Bargainers worked into the night to resolve lingering disagreements and were expected to resolve them by morning. But they failed to meet Bush's original goal of sending him the bill by Friday.
They erased $3 million Sen. Patrick Leahy, D-Vt., wanted to repair a dam in Waterbury, Vt., but included language blocking some chicken farmers from labeling their food as organic even if their animals had eaten non-organic grain. An extra $369 million in overseas food aid was included.
But undecided was whether to provide a $50 million subsidy to the ailing American shipbuilding industry, or let producers of catfish collect emergency farm aid enacted months ago.

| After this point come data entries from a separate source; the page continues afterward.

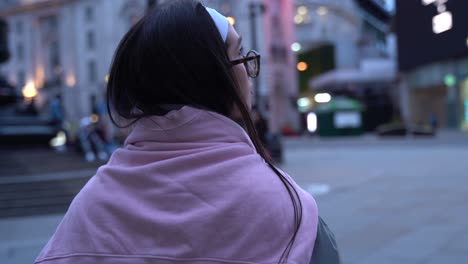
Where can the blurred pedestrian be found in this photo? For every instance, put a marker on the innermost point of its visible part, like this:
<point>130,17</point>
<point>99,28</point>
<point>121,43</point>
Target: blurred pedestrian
<point>189,185</point>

Eleventh-hour decisions were also being made over proposals for $98 million to finish building an agriculture research center in Ames, Iowa, and $106 million for government weather satellites. There were arguments over whether to prohibit DHL Worldwide Express, a German-owned delivery service, from shipping U.S. military cargo.
As final decisions were being made behind closed doors, the Senate resorted to a little-used procedure and by voice vote declared that when Senate leaders receive the formal copy of the legislation -- perhaps Saturday -- the bill would be considered passed. Senators than departed for a two-week spring recess.
Earlier, the two Republican-controlled chambers clashed during a public bargaining session in a basement room in the Capitol.
At one point, believing that Rep. Harold Rogers, R-Ky., was not letting him speak, Senate Appropriations Committee Chairman Ted Stevens, R-Alaska, tossed his water bottle in the air and briefly stalked away from the table, saying, "I'm going to come back when you're finished."
Congress' age-old rivalry with the executive branch also reared its head. Bush had wanted unfettered control of $60 billion of the nearly $63 billion the Pentagon would get, but the emerging House-Senate compromise slices the money he would control to $15 billion.
Reversing an earlier decision, lawmakers also voted by voice to require Bush to notify lawmakers of how he will spend the money five days before he dispenses it.
They also eliminated or limited Bush's power over other funds he proposed. A $150 million Pentagon fund he requested to help insurgents around the world was eliminated, and $1.5 billion for Homeland Defense Secretary Tom Ridge was sliced to $150 million.
Resolving one dispute, Bush won the power to give the Pentagon a role in dispersing some of nearly $2.5 billion the bill contained for rebuilding Iraq and providing humanitarian aid there. Some lawmakers wanted to steer the entire sum to the State Department, but final language included the Defense Department among the agencies that could get the funds, believed by many to be only a start on the ultimate costs.
The bill also included $2.2 billion for state and local emergency agencies -- $200 million more than Bush proposed. Aid to U.S. allies and spending to bolster security for U.S. diplomats would come to nearly $8 billion, including $1 billion each for Israel and Turkey and assistance for Columbia, Pakistan and other nations.
A $3.1 billion package of aid for financially struggling U.S. airlines was all but completed. It was dominated by cash aid for carriers but also would provide an extra 26 weeks of benefits for laid-off industry employees.
Lawmakers included provisions to give modest salary increases to troops in combat and to establish a government-appointed commission to investigate how the Air Force Academy handled a spate of rapes and sexual assaults of female cadets.